This repository contains the code and datasets for the paper:
Crystal Transformer: Self-learning neural language model for Generative and Tinkering Design of Materials
Lai Wei, Qinyang Li, Yuqi Song, Stanislav Stefanov,Rongzhi Dong, Nihang Fu, Edirisuriya M. D. Siriwardane, Fanglin Chen and Jianjun Hu
by Machine Learning and Evolution Laboratory, University of South Carolina.
The BLM language model code we used is from here, which is based on the PyTorch Lightning framework.
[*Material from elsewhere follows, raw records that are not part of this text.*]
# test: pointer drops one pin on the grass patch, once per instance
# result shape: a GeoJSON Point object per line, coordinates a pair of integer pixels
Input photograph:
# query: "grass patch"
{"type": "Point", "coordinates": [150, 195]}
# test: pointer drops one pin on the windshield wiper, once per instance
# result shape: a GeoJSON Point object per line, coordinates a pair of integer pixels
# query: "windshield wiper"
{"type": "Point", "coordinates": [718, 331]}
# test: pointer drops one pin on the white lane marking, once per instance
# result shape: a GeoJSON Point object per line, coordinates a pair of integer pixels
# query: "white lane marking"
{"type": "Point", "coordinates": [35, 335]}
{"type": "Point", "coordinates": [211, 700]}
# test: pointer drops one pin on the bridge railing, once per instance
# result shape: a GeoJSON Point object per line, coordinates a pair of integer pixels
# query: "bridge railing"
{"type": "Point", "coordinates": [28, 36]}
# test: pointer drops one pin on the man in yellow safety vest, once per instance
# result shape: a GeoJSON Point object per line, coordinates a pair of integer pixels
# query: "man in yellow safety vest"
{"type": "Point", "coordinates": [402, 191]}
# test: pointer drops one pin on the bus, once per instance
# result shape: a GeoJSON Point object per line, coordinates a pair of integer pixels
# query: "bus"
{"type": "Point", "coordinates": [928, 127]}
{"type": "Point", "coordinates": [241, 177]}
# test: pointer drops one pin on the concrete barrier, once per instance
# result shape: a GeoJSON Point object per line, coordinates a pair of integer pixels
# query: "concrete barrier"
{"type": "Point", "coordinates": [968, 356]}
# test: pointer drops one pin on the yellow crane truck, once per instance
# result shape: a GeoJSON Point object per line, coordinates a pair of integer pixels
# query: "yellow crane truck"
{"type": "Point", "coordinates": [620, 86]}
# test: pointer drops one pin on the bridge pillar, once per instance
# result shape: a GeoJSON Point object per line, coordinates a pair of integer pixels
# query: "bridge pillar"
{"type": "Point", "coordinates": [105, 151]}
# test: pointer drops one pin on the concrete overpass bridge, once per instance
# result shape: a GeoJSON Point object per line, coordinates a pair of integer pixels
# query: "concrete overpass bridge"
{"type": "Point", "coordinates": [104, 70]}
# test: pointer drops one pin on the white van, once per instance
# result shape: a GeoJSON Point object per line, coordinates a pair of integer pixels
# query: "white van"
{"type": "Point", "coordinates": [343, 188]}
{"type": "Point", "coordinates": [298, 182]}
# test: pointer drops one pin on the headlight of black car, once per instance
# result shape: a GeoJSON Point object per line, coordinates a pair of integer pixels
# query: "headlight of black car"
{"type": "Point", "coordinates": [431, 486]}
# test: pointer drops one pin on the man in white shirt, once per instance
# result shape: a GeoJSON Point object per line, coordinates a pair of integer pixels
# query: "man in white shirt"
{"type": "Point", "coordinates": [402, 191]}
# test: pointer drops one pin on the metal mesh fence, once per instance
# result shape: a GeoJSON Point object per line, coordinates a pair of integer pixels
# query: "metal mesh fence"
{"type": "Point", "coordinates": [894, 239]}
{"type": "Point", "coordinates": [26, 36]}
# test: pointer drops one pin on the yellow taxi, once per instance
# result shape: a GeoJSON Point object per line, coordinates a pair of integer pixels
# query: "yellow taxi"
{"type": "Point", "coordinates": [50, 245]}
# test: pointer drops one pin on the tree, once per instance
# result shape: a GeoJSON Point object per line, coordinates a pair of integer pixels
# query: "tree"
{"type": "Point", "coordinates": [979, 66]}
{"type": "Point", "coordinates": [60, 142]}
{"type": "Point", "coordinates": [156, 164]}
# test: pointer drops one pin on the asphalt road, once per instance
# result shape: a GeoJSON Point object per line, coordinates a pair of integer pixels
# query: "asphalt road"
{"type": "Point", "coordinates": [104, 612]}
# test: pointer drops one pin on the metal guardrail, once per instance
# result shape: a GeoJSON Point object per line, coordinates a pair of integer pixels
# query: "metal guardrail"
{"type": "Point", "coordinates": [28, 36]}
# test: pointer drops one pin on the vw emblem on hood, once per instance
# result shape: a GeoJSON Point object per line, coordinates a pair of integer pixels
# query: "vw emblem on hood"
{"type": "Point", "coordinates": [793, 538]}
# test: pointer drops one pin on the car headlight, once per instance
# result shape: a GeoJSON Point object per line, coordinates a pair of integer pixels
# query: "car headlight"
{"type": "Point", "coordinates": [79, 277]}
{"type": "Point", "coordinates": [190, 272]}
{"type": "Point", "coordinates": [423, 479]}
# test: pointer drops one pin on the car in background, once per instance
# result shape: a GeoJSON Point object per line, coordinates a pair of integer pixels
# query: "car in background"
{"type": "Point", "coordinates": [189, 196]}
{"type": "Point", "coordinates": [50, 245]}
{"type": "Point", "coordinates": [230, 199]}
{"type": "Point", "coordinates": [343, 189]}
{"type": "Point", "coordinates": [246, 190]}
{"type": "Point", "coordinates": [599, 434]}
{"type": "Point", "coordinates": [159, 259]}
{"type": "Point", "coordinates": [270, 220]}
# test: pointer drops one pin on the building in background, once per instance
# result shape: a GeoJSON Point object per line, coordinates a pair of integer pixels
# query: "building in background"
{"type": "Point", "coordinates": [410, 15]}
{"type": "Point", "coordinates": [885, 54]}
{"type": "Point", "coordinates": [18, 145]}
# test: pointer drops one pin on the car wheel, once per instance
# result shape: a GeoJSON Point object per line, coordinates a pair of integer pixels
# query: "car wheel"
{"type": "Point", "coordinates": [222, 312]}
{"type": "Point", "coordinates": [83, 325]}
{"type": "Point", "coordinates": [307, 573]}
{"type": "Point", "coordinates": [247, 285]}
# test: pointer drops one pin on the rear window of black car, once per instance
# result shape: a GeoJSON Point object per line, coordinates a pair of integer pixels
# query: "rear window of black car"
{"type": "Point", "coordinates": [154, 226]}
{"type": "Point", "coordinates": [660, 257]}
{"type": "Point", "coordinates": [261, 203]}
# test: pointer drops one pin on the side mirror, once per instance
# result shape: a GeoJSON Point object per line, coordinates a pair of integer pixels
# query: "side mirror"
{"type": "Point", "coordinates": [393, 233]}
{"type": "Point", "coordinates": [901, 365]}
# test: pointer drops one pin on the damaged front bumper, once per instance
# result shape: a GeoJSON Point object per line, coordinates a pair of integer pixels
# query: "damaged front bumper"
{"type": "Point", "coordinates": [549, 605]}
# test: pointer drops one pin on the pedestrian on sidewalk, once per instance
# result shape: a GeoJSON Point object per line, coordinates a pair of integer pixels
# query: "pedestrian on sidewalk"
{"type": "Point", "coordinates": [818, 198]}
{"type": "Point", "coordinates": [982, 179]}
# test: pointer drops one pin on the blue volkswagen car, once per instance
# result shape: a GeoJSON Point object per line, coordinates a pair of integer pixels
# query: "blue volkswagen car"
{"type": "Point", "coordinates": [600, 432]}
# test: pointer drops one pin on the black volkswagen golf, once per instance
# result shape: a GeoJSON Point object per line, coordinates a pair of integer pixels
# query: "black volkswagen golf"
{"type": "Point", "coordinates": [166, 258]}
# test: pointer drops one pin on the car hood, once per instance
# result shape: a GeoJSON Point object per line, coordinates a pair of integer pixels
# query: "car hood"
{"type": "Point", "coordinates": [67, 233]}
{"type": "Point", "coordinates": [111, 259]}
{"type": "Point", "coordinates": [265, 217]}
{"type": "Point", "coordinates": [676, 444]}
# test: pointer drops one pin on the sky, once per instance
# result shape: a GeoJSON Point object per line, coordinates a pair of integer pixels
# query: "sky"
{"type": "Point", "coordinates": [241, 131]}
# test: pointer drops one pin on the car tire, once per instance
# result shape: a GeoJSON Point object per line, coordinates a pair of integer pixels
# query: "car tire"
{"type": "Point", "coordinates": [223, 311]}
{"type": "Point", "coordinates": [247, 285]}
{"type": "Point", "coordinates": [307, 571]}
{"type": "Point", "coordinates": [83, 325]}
It has been tested in PyTorch 1.6.0, PyTorch Lightning 1.0.7
Install pytorch
from pytorch web based on your python & cuda version
conda create -n blm
conda activate blm
conda install pytorch==1.6.0 torchvision==0.7.0 cudatoolkit=10.2 -c pytorch
conda install -c conda-forge pytorch-lightning=1.0.7
or for Nvidia 3090
pip install torch==1.8.1+cu111 torchvision==0.9.1+cu111 torchaudio==0.8.1 -f https://download.pytorch.org/whl/torch_stable.html
pip install pytorch-lightning==1.0.7
Install Pymatgen and ninja:
pip install pymatgen==2021.2.16
pip install ninja
ICSD-mix | OQMD-mix | MP-mix | ICSD-pure | OQMD-pure | MP-pure | |
---|---|---|---|---|---|---|
Total | 52317 | 363182 | 89121 | 39431 | 216540 | 63703 |
Train | 50755 | 345022 | 84664 | 37459 | 205713 | 60517 |
Valid | 1336 | 9080 | 2228 | 986 | 5413 | 1593 |
Test | 1336 | 9080 | 2228 | 986 | 5413 | 1593 |
All above datasets and a pretrained model files can be downloaded from Figshare
We use the blank language model from https://github.com/Varal7/blank_language_model. Please dowload the code following the link.
git clone https://github.com/Varal7/blank_language_model.git
cd blank_language_model
Download the pretrained model files blmm_model.zip from Figshare and put it inside the source code folder blank_language_model.
unzip the BLMM_model.zip file
cd blank_language_model
cp blmm-model/hparams.yaml ./
cp blmm-model/vocab.txt ./
python test.py --checkpoint blmm-model/icsd-mix-model.ckpt --sample 1000 --decode sample --output sample.txt
Download datasets from the above link, then unzip it under BLMM_dataset
folder.
After the above, the directory should be:
blank_language_model
├── BLMM_dataset
├── mix_dataset
├── icsd_train.txt
├── icsd_valid.txt
├── icsd_test.txt
├── oqmd_train.txt
├── oqmd_valid.txt
├── oqmd_test.txt
├── mp_train.txt
├── mp_valid.txt
├── mp_test.txt
├── pure_dataset
├── icsd_train.txt
├── icsd_valid.txt
├── icsd_test.txt
├── oqmd_train.txt
├── oqmd_valid.txt
├── oqmd_test.txt
├── mp_train.txt
├── mp_valid.txt
├── mp_test.txt
├── blmm-model
├── hparams.yaml
├── icsd-mix-model.ckpt
├── vocab.txt
└── README.md
An example is to train a BLMM model on the icsd_mix dataset.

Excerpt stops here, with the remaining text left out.